CSIRO has revealed plans to develop a single organisation-wide digital transformation strategy, citing a lack of cohesion in its current approach.
The government research agency revealed its digital transformation challenges in an unusually frank job advertisement for a specialist to act as a coordination point for its digital strategy and projects.
While digital transformation is - to some extent - already underway, CSIRO suggests the activities are largely decentralised and may or may not involve up to three parts of the organisation.
"Most CSIRO business units are already embracing the opportunities that digitisation affords," the organisation said.
"This is sometimes done in collaboration with Data61 or Information Management & Technology (IM&T), sometimes independently.
"This presents one of the barriers to a more strategic way of CSIRO tackling digital transformation – the lack of a cohesive, connected and coordinated strategy for these activities."
CSIRO said it has created a new digital transformation strategist role to effectively bridge between the three parts of the organisation involved in digital projects.
"We are looking for a strategist to work with IM&T, Data61 and business units to bring together a CSIRO digital strategy," it said.
"The aspiration of CSIRO’s digital strategy is to accelerate our science impact through fostering a data-driven culture that treats data as an asset, related competencies, and data and digital literacy across the enterprise."
An accompanying position description indicates there are four "sub-programs" for the centralised digital transformation of CSIRO.
These include the creation of a "digital academy" to help the organisation to "define, attract, develop and connect digital skills ... as well as manage our workforce in new ways".

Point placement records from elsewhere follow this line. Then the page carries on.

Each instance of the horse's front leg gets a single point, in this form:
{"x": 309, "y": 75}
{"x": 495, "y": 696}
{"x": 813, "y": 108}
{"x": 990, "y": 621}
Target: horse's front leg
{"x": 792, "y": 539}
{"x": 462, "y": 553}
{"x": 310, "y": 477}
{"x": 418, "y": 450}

CSIRO also intends to stand up a "managed data ecosystem" to "create, collect, share and work with data, analytics and models", and use design thinking and compute resources "to progress prototypes and proofs-of-concept, and assist business units with digital transformation, digital adoption and digitisation projects."
The fourth sub-program aims to measure the change that the coordination of digital transformation activities introduces and the "impact" that it has on the organisation.
The new strategist will be tasked with building partnerships with third party industry leaders and working with science digital transformation program board members.
“CSIRO’s digital transformation is about combining deep domain expertise with new digital technologies,” the job advertisement states.
“It has unlocked new opportunities for CSIRO as well as Australia, and will allow CSIRO to increase the pace and scale of our science delivery through digital technologies, as well as building digital capability in our workforce and adapting our workplaces for future ways of working.”
CSIRO sees digital transformation of its research as “critical for its future leadership and relevance on the world stage.”
The new strategist position reports to CSIRO chief information and data officer Brendan Dalton and has an initial tenure of two years.
The organisation appears to be open to the current location of the successful candidate, as long as it is within Australia.
Applications close at the end of the month.